PetroChina saw its net profit hit a record high last year, rising 8.3 percent year-on-year to 161.1 billion yuan ($22.34 billion) on strong fuel and gas sales, compared with 148.7 billion in 2022, the company said on Monday.

Revenue, meanwhile, fell 7.0 percent to 3 trillion yuan, the firm said in a filing to the Hong Kong Stock Exchange on Monday.

Operating profit for the natural gas segment more than tripled to 43 billion yuan from around 13 billion yuan, while operating profit in the marketing segment rose 66.7 percent on the previous year.
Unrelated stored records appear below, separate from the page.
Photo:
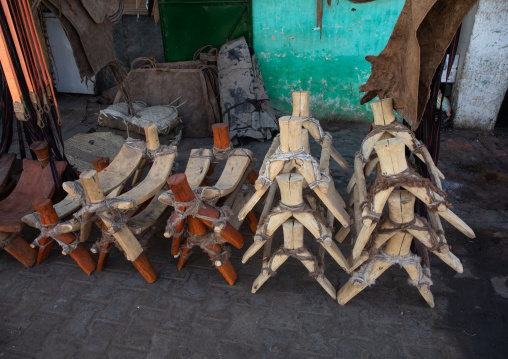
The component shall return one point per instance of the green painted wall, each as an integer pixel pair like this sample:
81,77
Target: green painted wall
293,58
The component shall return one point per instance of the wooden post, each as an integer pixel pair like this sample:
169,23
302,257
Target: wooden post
104,255
221,141
258,242
383,111
49,218
183,193
41,150
124,236
19,249
100,163
301,101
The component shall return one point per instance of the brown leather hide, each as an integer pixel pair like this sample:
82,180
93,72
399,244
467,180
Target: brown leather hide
91,43
35,182
404,69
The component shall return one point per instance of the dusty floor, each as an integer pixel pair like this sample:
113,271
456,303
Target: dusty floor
54,310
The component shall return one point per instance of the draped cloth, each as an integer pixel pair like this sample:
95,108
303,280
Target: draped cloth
404,69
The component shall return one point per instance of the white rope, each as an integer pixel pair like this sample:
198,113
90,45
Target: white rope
300,154
365,271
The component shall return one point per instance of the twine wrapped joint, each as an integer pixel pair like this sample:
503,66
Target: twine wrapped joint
51,231
301,155
191,208
363,274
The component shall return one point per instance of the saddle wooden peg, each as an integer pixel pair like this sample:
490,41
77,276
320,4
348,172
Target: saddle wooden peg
183,193
17,247
69,242
196,227
124,236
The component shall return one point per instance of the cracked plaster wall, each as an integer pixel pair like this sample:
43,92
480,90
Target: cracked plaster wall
483,78
293,58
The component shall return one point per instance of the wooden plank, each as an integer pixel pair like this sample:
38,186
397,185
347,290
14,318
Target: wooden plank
237,163
153,182
148,216
197,166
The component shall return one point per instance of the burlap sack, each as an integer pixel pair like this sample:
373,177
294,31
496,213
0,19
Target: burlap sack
189,85
91,43
245,105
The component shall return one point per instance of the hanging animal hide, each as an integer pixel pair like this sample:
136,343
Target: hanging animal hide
404,69
91,43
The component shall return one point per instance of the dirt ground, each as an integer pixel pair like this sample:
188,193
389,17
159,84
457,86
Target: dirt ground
54,310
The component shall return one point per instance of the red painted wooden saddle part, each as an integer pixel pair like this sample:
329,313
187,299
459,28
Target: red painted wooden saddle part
35,182
49,218
183,193
197,227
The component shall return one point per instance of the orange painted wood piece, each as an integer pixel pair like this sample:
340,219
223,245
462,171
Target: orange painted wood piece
252,221
221,136
100,163
45,245
49,218
6,162
143,265
183,257
34,182
252,177
21,250
183,193
41,150
195,227
226,269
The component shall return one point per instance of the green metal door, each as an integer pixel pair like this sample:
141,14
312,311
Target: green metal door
190,25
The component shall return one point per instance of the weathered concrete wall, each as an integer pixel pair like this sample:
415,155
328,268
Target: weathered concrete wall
483,78
293,58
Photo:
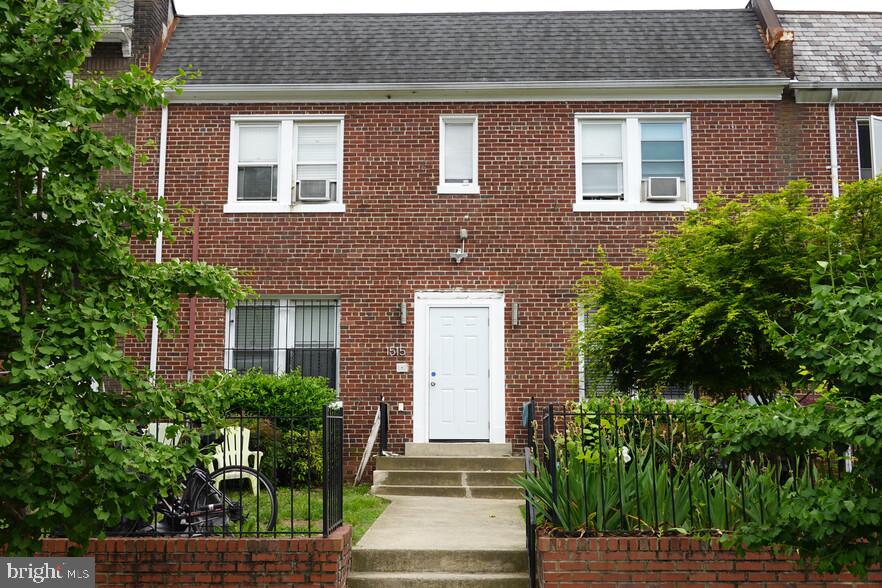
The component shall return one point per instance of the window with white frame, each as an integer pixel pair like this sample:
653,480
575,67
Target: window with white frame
277,336
458,155
633,162
286,164
870,147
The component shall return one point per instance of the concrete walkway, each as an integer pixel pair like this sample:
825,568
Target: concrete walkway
421,522
435,542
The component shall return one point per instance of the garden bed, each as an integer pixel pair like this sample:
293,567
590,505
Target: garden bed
672,561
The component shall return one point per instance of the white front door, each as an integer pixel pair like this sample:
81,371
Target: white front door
459,373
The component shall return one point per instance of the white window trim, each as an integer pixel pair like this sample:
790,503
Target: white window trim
285,201
284,305
631,153
474,187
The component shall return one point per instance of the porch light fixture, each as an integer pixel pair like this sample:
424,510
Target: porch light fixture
460,253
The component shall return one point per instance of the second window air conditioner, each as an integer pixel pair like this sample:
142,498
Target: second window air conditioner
662,188
316,190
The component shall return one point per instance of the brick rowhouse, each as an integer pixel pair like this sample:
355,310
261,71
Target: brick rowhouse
396,235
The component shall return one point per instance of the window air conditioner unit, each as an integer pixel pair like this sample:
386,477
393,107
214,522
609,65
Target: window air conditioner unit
316,190
661,189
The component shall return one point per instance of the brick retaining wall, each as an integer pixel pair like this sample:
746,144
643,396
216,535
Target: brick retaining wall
212,561
672,561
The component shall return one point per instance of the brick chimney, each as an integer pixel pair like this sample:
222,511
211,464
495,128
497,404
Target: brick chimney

Oil and gas equivalent production reached a new high last year, as the company accelerated exploitation and exploration, with significant breakthroughs and important discoveries made in key basins such as the Ordos Basin and the Tarim Basin.

In 2023, the company's oil and gas equivalent production reached 1.76 billion barrels, a year-on-year rise of 4.4 percent. Domestic oil and gas equivalent production reached 1.56 billion barrels, a year-on-year increase of 3.4 percent. This included crude oil production of 770 million barrels, a year-on-year increase of 0.8 percent and marketable natural gas production of 4.7 trillion cubic feet, a year-on-year rise of 6 percent, it said.

Natural gas production continued to grow rapidly throughout last year, with its proportion in oil and gas equivalent production continuously increasing.

PetroChina recorded a 17.3 percent rise in domestic sales of gasoline, diesel and kerosene combined, while chemical new materials output increased 60 percent year-on-year.

Refinery crude throughput rose 15.3 percent to around 1.4 billion barrels, compared with the previous year's 1 percent decline due to a strong recovery in gasoline and aviation fuel demand as China dropped pandemic curbs.

The refining segment seized the favorable opportunity of market recovery, improving the proportion of featured refined products and high-end chemical products. The group will continue promoting the refining and chemical business towards the middle and high-end of the industrial chain, it said.